Sure, that's why I think just mentioning that we don't ever plan to boot
this CPU is a good idea (so people don't add code here later on).

> > > diff --git a/arch/arm/include/asm/bL_entry.h b/arch/arm/include/asm/bL_entry.h
> > > new file mode 100644
> > > index 0000000000..ff623333a1
> > > --- /dev/null
> > > +++ b/arch/arm/include/asm/bL_entry.h
> > > @@ -0,0 +1,35 @@
> > > +/*
> > > + * arch/arm/include/asm/bL_entry.h
> > > + *
> > > + * Created by:  Nicolas Pitre, April 2012
> > > + * Copyright:   (C) 2012  Linaro Limited
> > > + *
> > > + * This program is free software; you can redistribute it and/or modify
> > > + * it under the terms of the GNU General Public License version 2 as
> > > + * published by the Free Software Foundation.
> > > + */
> > > +
> > > +#ifndef BL_ENTRY_H
> > > +#define BL_ENTRY_H
> > > +
> > > +#define BL_CPUS_PER_CLUSTER	4
> > > +#define BL_NR_CLUSTERS		2
> > 
> > Hmm, I see these have to be constant so you can allocate your space in
> > the assembly file. In which case, I think it's worth changing their
> > names to have MAX or LIMIT in them...
> 
> Yes, good point.  I'll change them.

Thanks.

> >  maybe they could even be CONFIG options?
> 
> Nah.  I prefer not adding new config options unless this is really 
> necessary or useful.  For the forseeable future, we'll see systems with 
> at most 2 clusters and at most 4 CPUs per cluster.  That could easily be 
> revisited later if that becomes unsuitable for some new systems.
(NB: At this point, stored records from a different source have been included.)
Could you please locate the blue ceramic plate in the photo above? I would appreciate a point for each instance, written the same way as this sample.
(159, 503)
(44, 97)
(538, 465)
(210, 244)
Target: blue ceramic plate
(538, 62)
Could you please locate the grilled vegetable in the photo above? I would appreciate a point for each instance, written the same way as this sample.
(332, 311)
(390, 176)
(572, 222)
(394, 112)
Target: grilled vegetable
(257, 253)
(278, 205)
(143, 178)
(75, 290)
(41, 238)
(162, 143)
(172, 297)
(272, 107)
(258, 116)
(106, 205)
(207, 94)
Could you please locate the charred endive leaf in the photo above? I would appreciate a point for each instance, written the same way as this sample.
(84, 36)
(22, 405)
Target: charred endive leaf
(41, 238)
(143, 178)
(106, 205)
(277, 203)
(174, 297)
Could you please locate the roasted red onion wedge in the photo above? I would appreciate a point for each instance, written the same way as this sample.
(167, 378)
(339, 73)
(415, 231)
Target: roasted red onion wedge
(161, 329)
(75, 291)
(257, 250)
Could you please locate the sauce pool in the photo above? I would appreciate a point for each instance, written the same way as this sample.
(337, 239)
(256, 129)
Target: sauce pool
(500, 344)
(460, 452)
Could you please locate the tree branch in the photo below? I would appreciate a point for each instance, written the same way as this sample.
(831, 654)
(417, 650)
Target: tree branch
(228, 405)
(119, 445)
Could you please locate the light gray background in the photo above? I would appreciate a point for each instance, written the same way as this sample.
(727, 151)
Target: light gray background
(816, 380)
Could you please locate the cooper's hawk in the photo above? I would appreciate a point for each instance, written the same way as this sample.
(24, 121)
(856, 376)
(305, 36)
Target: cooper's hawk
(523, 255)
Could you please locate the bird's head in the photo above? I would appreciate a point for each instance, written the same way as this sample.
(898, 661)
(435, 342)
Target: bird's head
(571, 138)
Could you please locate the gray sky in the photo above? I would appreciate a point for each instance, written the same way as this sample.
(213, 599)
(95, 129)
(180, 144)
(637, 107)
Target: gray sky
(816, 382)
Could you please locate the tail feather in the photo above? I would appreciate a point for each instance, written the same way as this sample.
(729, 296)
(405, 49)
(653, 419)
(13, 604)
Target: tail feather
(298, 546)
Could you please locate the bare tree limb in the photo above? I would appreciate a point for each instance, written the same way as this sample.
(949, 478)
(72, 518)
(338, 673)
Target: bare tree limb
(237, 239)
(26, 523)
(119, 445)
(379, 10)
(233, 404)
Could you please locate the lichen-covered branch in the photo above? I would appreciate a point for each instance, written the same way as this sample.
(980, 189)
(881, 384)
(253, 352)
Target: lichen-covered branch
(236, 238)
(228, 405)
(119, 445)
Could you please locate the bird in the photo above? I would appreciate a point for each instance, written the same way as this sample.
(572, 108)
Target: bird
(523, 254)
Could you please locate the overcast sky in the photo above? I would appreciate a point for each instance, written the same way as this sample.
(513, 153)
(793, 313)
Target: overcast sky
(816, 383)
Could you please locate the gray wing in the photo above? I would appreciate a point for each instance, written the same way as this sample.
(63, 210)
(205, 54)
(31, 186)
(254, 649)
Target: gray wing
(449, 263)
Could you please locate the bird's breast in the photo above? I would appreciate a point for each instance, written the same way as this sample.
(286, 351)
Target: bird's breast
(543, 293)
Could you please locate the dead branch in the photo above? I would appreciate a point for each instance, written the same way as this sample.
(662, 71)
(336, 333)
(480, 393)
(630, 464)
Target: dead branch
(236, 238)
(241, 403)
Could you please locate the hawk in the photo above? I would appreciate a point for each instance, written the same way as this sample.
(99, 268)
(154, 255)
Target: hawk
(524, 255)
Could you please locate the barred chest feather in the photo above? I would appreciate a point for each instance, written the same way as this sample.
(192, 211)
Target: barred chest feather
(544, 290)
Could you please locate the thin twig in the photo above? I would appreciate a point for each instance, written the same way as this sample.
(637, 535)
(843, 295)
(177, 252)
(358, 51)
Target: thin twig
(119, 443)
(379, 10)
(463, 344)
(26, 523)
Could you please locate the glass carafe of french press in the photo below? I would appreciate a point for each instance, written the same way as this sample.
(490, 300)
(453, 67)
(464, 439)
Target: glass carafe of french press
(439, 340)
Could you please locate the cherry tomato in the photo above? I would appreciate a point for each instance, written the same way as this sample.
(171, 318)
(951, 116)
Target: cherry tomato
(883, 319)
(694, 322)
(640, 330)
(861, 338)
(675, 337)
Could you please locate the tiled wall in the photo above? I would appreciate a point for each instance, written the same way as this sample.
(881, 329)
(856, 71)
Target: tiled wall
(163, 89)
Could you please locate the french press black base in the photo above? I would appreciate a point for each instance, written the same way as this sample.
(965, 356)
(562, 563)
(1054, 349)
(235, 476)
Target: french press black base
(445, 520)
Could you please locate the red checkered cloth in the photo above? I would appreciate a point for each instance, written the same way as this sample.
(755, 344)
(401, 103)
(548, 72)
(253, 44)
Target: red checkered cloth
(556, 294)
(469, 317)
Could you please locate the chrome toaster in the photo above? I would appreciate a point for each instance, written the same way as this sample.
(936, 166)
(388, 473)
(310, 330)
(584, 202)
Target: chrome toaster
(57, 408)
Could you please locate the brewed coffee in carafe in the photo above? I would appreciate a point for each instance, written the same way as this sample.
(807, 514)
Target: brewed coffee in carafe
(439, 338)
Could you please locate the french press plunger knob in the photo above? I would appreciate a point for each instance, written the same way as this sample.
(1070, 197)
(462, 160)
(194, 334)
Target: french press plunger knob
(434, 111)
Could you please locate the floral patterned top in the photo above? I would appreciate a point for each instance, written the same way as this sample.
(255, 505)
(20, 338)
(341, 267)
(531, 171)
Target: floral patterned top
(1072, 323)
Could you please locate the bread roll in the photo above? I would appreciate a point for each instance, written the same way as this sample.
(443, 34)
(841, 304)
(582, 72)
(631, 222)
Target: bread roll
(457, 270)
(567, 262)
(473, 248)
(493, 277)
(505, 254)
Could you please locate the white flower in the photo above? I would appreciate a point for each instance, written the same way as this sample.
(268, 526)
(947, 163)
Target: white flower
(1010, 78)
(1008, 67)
The current GIC is limited to 8 CPUs, so 4x2 is also a realistic possibility.

> Initially I wanted all those things to be runtime sized in relation with 
> the TODO item in the commit log.  That too can come later.

Out of interest: how would you achieve that? I also thought about getting
this information from the device tree, but I can't see how to plug that in
with static storage.

Cheers,

Will
tip-bot for Dave Martin Jan. 11, 2013, 11:35 a.m. UTC | #8
On Fri, Jan 11, 2013 at 10:55:26AM +0000, Will Deacon wrote:
> On Fri, Jan 11, 2013 at 01:26:21AM +0000, Nicolas Pitre wrote:
> > On Thu, 10 Jan 2013, Will Deacon wrote:
> > > On Thu, Jan 10, 2013 at 12:20:36AM +0000, Nicolas Pitre wrote:
> > > > +
> > > > +extern volatile unsigned long bL_entry_vectors[BL_NR_CLUSTERS][BL_CPUS_PER_CLUSTER];
> > > 
> > > Does this actually need to be volatile? I'd have thought a compiler
> > > barrier in place of the smp_wmb below would be enough (following on from
> > > Catalin's comments).
> > 
> > Actually, I did the reverse i.e. I removed the smp_wmb() entirely. A 
> > compiler barrier forces the whole world to memory while here we only 
> > want this particular assignment to be pushed out.
> > 
> > Furthermore, I like the volatile as it flags that this is a special 
> > variable which in this case is also accessed from CPUs with no cache.
> 
> Ok, fair enough. Given that the smp_wmb isn't needed that sounds better.
> 
> > > > +	/* We didn't expect this CPU.  Try to make it quiet. */
> > > > +1:	wfi
> > > > +	wfe
> > > > +	b	1b
> > > 
> > > I realise this CPU is stuck at this point, but you should have a dsb
> > > before a wfi instruction. This could be problematic with the CCI this
> > > early, so maybe just a comment saying that it doesn't matter because we
> > > don't care about this core?
> > 
> > Why a dsb?  No data was even touched at this point.  And since this is 
> > meant to be a better "b ." kind of loop, I'd rather not try to make it 
> > more sophisticated than it already is.  And of course it is meant to 
> > never be executed in practice.
> 
> Sure, that's why I think just mentioning that we don't ever plan to boot
> this CPU is a good idea (so people don't add code here later on).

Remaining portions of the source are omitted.